I am trying to create a word-set (class) instead of the char-set (class) in Lua.
For Example:
local text = "hello world, hi world, hola world"
print(string.find(text, "[^hello] world"))
In this example, the program will try to match any part of the string that doesn't start with h or e or l or o characters and has a space and world next to it. But I want to make a word-set similar to this that can match the entire word and find a part of the string that doesn't start with the word hello and has the space and world next to it.
What I've tried:
local text = "hello world, hi world, hola world"
print(string.find(text, "[^h][^e][^l][^l][^o] world"))
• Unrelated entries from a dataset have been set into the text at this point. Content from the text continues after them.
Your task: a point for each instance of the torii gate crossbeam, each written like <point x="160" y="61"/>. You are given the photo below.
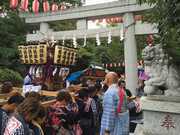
<point x="125" y="8"/>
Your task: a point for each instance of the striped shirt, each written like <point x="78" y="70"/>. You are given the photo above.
<point x="110" y="120"/>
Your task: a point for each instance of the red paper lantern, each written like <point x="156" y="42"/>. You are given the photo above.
<point x="149" y="40"/>
<point x="100" y="20"/>
<point x="112" y="20"/>
<point x="13" y="3"/>
<point x="46" y="6"/>
<point x="35" y="6"/>
<point x="54" y="7"/>
<point x="63" y="7"/>
<point x="108" y="20"/>
<point x="24" y="5"/>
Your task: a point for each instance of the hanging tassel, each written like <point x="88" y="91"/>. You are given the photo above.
<point x="98" y="42"/>
<point x="109" y="38"/>
<point x="85" y="39"/>
<point x="122" y="34"/>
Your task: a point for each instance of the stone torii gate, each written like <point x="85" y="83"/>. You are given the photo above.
<point x="125" y="8"/>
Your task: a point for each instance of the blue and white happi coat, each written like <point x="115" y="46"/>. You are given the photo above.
<point x="117" y="124"/>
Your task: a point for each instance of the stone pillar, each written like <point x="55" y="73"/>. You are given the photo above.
<point x="130" y="53"/>
<point x="81" y="24"/>
<point x="44" y="27"/>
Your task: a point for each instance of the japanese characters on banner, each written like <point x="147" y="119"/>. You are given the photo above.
<point x="64" y="55"/>
<point x="112" y="65"/>
<point x="38" y="54"/>
<point x="54" y="7"/>
<point x="33" y="54"/>
<point x="24" y="5"/>
<point x="13" y="4"/>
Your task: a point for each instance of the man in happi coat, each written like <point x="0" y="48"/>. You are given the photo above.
<point x="115" y="118"/>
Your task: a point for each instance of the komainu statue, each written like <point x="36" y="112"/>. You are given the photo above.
<point x="164" y="78"/>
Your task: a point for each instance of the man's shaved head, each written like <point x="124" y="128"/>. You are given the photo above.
<point x="111" y="78"/>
It didn't work for some reason.
I am trying to create a word-set (class) instead of the char-set (class) in Lua.
This is not possible in the general case. Lua patterns operate at a character level: Quantifiers can only be applied to characters or character sets (and some special pattern items), but there exists no alternation, no "subexpressions" etc. Patterns don't have the expressive power required for this.
local text = "hello world, hi world, hola world"
print(string.find(text, "[^h][^e][^l][^l][^o] world"))
what this pattern translates to is: "find world
preceded by a space and 5 characters where each character may not be the respective character of hello world. This means all of the following won't match:
hi world
: Only three characters before world
hxxxx world
: First character is the same as the first character of hello
... hola world
: The l
from hola
is at the same position as the second l
from hello
To find world
not preceded by hello
I would combine multiple calls to string.find
to search through the string, always looking for a preceding hello
:
-- str: Subject string to search
-- needle: String to search for
-- disallowed_prefix: String that may not immediately precede the needle
-- plain: Disable pattern matching
-- init: Start at a certain position
local function string_find_prefix(str, needle, disallowed_prefix, plain, init)
local needle_start, needle_end = str:find(needle, init or 1, plain)
if not needle_start then return end -- needle not found
local _, prefix_end = str:find(disallowed_prefix, init or 1, plain)
-- needle may not be prefixed with the disallowed prefix
if (not prefix_end) or needle_start > prefix_end + 1 then
-- prefix not found or needle starts after prefix, return match
return needle_start, needle_end
end
return string_find_prefix(str, needle, disallowed_prefix, plain, prefix_end + 2)
end
print(string_find_prefix("hello world, hi world, hola world", "world", "hello ")) -- 17 21: Inclusive indices of the `world` after `hi`